Beitrag von emil17 » Sa 4. Jan 2020, 18:17

Ich kenne Elefanten nur aus dem Zoo.
Hochmoore gibt es nur in Klima, wo der Niederschlag dauernd die Verdunstung überwiegt. Ob dort Elefanten wohl sind?
Hochmoore gab es schon bevor es menschen gab, also auch bevor Mensch die Megaherbivoren dezimiert hat (wenn das denn so war).
Hochmoore sind für schwere Weidetiere nicht begehbar, ausser in gefrorenem Zustand, und wegen extremer Nährstoffarmut lohnt es sich auch nicht, dort Futter zu suchen.
Weil es sehr viele Pflanzenarten gibt, die extrem auf diesen Standort spezialisiert sind und nur dort fortkommen können, und die sich in Physiologie und Habitus stark von verwandten Arten unterscheiden, bedeutet das, dass dieser Standortstyp schon sehr alt ist und vor dem Anthropozän flächenmässig bedeutend gewesen sein muss. Folglich müssen Hochmoore grossflächig zu Zeiten der Megaherbivorendominanz (falls es die je gab) existenzfähig gewesen sein.
Ob jetzt Hochmoore nicht stabil sein können, weil die Evolution "die Aufgabe hat, Vorräte und Umsätze zu optimieren", kann in einer Diskussion um Fukuoka offenbleiben, es sei denn er hätte sich dazu geäussert. Da in Hochmooren nur die alleroberste Schicht überhaupt aktiv ist - alles andere ist durch Sauerstoffmangel und Humussäuren inaktiv - würde die Betrachtung des gesamten organischen Kohlenstoffvorrates diesbezüglich auch keinen Sinn machen.
Und den Kohlenstoff aus den Mooren wieder freizusetzen, ist ja nur aus der menschlichen Perspektive schlecht, keine Veränderung zu wollen.
Sogar nur aus der heutigen, denn jahrhundertelang hat man Torf gestochen und Moor entwässert, um die Fläche landwirtschaftlich nutzbar zu bekommen. Bei den Schutzgebieten handelt es sich um letzte Überreste ehemals viel grösserer Flächen. Man könnte also Moorschutz durchaus als Beispiel für eine Ablösung alter Perspektiven nehmen.
Und gerade davon, also von Festrennen in liebgewonnenen Perspektiven, versuchte Fukuoka sich ja zu lösen.
Pass auf, das Kind nicht mit dem Bade auszuschütten: Nicht alles, was man liebgewonnen hat, muss deswegen schon eine Sackgasse, überholt und ablösungswürdig sein. Und nicht alles, wo es um das Ablösen altgewohnter Perspektiven geht, ist deswegen schon im Sinne von Fukuoka.
Zudem tun das (einen besseren Weg zeigen) alle Neuerer, man könnte sich dafür also auch auf Mao oder Jesus berufen.
Wer will, findet einen Weg. Wer nicht will, findet eine Ausrede.

viktualia

Re: Fukuoka Masanobu

#282

Beitrag von viktualia » Sa 4. Jan 2020, 19:54

Oh Mann, Fukuoka sprach nicht explizit über "liebgewonnene" Perspektiven.
Er sprach darüber, dass Perspektiven "Orte im Raum" (Begriffflichkeiten) sind, die die Sichtweise bestimmen.

Er sprach vom Raum.

Du sprichst von Perspektive, von dem einzelnen Punkt, der die Relation festlegt: Begrifflichkeit!
Viele übersehen den "Raum" dadurch, dass sie an ihrer Perspektive festkleben
und rhetorische Manöver dem Wachsen vorziehen.
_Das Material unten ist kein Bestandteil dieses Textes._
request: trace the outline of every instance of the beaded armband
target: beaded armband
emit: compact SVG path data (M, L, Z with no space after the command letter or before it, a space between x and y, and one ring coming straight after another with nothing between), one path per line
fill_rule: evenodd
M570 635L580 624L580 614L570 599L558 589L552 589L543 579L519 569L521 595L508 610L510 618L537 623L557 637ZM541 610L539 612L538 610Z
Aber er ist da, der Raum, in dem das alles statt findet.

Dieser Blödsinn über "ohne Begrifflichkeiten geht nix" geht schlicht am Punkt vorbei.
Und es geht auch nicht um "Lieblingsvorstellungen".
Es geht um die Korrektur des Kollateralschadens, der durch die Ungenauigkeit unserer Sicht entsteht.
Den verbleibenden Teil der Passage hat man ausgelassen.